Using Hana and SageMaker to Solve for Adverse Drug Effects

Wayne Applebaum

0/5 (0 vote)

Oct 30, 2019

CPOL

3 min read

5379

Discussion of the issues of identifying adverse drug effects and how machine learn and big data techniques can solve for them.

Introduction

Adverse drug reactions (ADR) are a serious and complex problem with both a toll in human suffering and cost. In 2013, that cost was estimated to be $30.1 billion (https://www.ncbi.nlm.nih.gov/pmc/articles/PMC3853675/). It is unlikely that the number has decreased since the study was completed.

The Problem and Capabilities

The increased availability of electronic medical records (EMR) has opened the door to a more in-depth analysis of this problem. The obvious solution to the problem is to understand what drugs the patient is taking and look for ones that show up across patients having adverse effects. But what appears simple on the surface is not under a more in-depth examination.

One difficulty in solving this problem is analyzing the massive amounts of data to determine the specific interactions between them. Interaction isn't limited to two drugs interacting but could be three or more. Solving this problem involves machine learning to sift through the massive changing amounts of data and adjust the algorithms as needed. This task requires both the big data capabilities to handle the combinatorial explosion of cases across the population. This analysis also needs to include a vast array of personal characteristics.

For example, we have reason to believe that drugs A, B, and C seem to cause an adverse reaction in 15 percent of the population. Now, what are the characteristics of that 15 percent that should not get the drug? There may be hundreds of characteristics that may or may not contribute to the effect. The easy ones to identify are things like gender, race, obesity. Harder are time-related variables such as length of time on the drugs, or length of time having a specific condition. Again, the combinations lead to a vast data set, not only in the number of observations but the number of variables. From the perspective of an Excel spreadsheet, it is both long and wide. This situation requires massive computational power. The solution to this problem might not lie in relational database technology, but might be more amenable to graph and spatial databases.

Another part of the problem is identifying when an ADR has occurred. How do we know that ADR has occurred? Identifying an ADR would require us to know that a patient had specific symptoms. These symptoms are often captured in the text contained in the treatment notes. Therefore, finding and identifying the ADR would involve some form of text analysis. Creating an index of words and their proximity to other words and testing whether they are indicative of an ADR is both a big data and machine learning problem. It involves looking at the providers' notes and determining which words are ADR indicators. This analysis would involve developing and adapting learning and testing models. Also, we want to optimize those models to control for false positives that would lead to patients not getting drugs that could help them.
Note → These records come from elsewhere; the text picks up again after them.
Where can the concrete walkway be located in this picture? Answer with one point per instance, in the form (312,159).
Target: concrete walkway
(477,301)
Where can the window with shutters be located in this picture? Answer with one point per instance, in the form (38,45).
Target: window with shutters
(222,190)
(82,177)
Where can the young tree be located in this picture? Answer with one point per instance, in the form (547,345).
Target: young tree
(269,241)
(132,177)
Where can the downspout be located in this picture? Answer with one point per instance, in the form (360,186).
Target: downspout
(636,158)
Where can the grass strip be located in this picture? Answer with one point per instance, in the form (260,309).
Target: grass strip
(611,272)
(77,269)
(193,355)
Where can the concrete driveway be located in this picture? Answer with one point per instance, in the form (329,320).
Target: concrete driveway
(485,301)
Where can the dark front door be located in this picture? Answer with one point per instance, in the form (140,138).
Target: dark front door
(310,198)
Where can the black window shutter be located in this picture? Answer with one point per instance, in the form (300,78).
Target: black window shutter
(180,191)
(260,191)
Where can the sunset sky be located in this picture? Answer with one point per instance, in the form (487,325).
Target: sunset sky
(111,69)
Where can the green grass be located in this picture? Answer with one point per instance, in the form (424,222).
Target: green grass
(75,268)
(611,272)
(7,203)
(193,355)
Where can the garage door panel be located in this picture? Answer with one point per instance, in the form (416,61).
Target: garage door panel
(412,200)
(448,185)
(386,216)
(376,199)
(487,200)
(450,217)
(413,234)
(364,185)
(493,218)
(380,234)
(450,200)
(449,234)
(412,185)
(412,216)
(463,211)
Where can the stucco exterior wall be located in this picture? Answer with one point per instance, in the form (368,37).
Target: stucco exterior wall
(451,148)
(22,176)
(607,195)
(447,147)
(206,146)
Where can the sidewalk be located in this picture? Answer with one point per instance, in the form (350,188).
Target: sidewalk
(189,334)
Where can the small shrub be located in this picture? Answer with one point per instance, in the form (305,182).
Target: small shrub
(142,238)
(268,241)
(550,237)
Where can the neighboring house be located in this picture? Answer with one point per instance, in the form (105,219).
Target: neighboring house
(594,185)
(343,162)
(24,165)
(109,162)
EMR opens the door to a far more sophisticated analysis than is currently being done in the area of ADR. It is a costly and vital problem. ADRs involves the study of interactions, not only of drugs with other drugs but drugs with patient characteristics. These complex interactions require massive amounts of data to be kept in memory simultaneously. Hana provides this ability. It also provides the flexibility of using not only relational models but document and graph database models as well. Its search capabilities can allow for text analysis. AWS SageMaker provides the ability to apply machine learning to identify and refine the models to detect ADRs.